Seguendo le indicazioni del libro, camminai al loro fianco così da non dar loro motivo di sentirsi minacciati. Dopo una mezz’ora, i loro cuccioli, incuriositi dalla mia presenza, si avvicinarono e cominciarono a giocare con me. I loro modi e dimensioni mi ricordavano piccoli cuccioli di cane, bellissimi e morbidissimi. Finalmente, dopo lungo camminare, arrivammo al fiume. Potei riempire l’otre e raccogliere delle piccole bacche rosse e bianche dai cespugli vicini che Darhiel nel libro aveva detto essere commestibili. Alla fine, controllai la mappa e capii che mancava poco al villaggio dei signori del fuoco. Salutati i miei nuovi amici, mi rimisi in cammino.
Ciò che veramente mi lasciò stupefatta fu l’assenza di paura in me. Non sentivo la mancanza del mio paese; era come se fossi da sempre destinata a quel luogo. Dopo tanti anni, per la prima volta mi sentivo bene. Era come se fossi a casa, e quella era la sensazione più bella della mia vita, anzi, la migliore!
“Mamma! Mamma!”
“Ciao piccola Alesia, come ti senti oggi?”
“Molto meglio e poi la nonna mi sta raccontando una storia bellissima!”

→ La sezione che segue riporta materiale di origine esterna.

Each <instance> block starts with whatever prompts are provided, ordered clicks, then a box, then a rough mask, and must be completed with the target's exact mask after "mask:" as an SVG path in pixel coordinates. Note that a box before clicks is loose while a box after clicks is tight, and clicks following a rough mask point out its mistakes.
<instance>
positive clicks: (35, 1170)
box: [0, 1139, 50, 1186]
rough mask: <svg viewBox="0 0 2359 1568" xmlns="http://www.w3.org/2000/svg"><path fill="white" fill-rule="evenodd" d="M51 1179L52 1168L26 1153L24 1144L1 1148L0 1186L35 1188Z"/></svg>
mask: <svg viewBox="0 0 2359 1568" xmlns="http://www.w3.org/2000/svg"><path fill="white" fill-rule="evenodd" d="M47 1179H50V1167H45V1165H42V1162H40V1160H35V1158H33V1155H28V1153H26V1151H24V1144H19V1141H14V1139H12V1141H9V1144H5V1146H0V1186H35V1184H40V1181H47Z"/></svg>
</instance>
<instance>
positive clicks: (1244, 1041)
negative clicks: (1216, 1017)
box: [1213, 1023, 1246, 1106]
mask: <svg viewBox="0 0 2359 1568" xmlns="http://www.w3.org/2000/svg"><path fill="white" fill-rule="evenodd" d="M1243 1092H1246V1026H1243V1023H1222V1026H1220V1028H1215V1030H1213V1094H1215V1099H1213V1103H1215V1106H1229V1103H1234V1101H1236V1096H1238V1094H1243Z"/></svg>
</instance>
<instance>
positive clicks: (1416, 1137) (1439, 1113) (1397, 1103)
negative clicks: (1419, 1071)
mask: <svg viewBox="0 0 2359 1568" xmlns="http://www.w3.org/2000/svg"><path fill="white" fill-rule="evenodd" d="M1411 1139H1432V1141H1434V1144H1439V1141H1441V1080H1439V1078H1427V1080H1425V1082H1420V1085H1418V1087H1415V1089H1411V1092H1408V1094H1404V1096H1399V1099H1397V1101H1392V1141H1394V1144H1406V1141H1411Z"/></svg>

“Che bello. Preparo il pranzo mentre tu ti lavi.”
“Va bene, grazie mamma.”
“Nonna, ti aiuto.”
“Va bene.”
Mentre cucinavamo, intravidi Alesia scrutare dalla finestra, tra le foglie del suo giardino, alla ricerca di segni strani o misteriose cose da scoprire. Quella visione mi confermò la mia sensazione: quando sarebbe stata più grande, le avrei dato la mia chiave e anche lei avrebbe avuto le sue dosi di avventura. Mia figlia non aveva mai voluto ascoltarmi o dare retta a ciò che le dicevo, ma quel mondo non apparteneva a tutti. Per lungo tempo mi ero illusa, sperando di poter condividere un tale segreto con mia figlia, ma poi capii che in lei non c'era il potere del Merech, che non aveva ereditato i miei stessi poteri. Questa cosa non era nuova per me; ero già stata avvisata tempo fa. La cosa più difficile fu accettare di non poter condividere questo con lei e lasciarla andare. Ma, dopotutto, alla fine tutti devono seguire il loro cammino.